Well, now, a new paper has been released by the folks at Waymo describing “Block-NeRF“, a technique for “scalable large scene neural view synthesis” – basically, generating really really large environments. And as a proof of concept, they recreated the city of San Francisco from 2.8 million photographs. And this video, Károly Zsolnai-Fehér at Two Minute Papers explains how it all works.
It’s a very impressive achievement, and while it’s massively ahead of where NeRF technology was just two years ago, it still isn’t quite perfect. According to Waymo, the images using a camera mounted on a self-driving vehicle. The 2.8 million images were then fed into their Block-NeRF code to generate a 3D representation of the city that they could freely explore, without being convinced to the vehicle’s path.
Waymo says that the images were created over several trips in a 3-month period, both during the day and at night. This wide range of imagery at different times and in different lighting conditions allows Block-NeRF to simulate the look of any part of the environment at any hour of the day or night. And for any little gaps in the image sequences, the AI is smart enough to figure out what’s likely in those spots and is able to fill them in for a pretty seamless look.
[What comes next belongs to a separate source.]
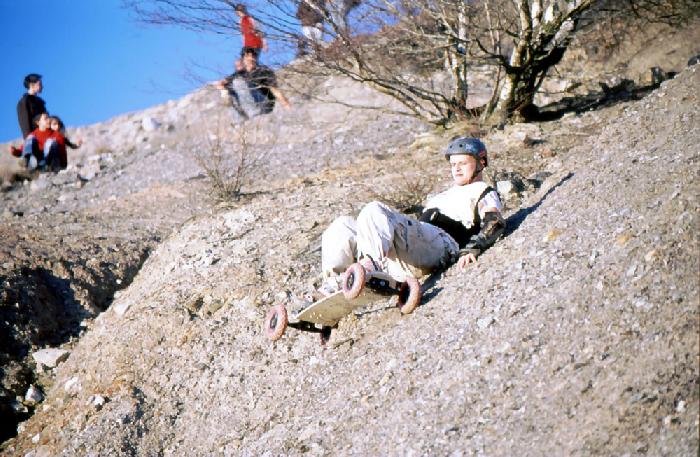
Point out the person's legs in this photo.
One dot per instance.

You can see in the video above – and in the original footage – that the representations aren’t perfect. There are definitely some resolution and detail limits. But this technology could easily be used even today in its current form to reproduce large outdoor locations for virtual sets in a studio – like those from The Mandalorian. As the exterior view through a car window, for example, you might recognise the buildings, but you’re not going to spot the AI artifacts as they’re whizzing by the window at a simulated 50mph. You’re also not going to spot them when they’re acting as the background of a static scene behind live actors, blurred slightly out of focus with a wide aperture lens, either.
I can see this making virtual sets of real-world locations a LOT more common in the future. It might even get cheaper than flying the crew to those locations. And in the case of locations like San Francisco, probably a whole lot safer, too!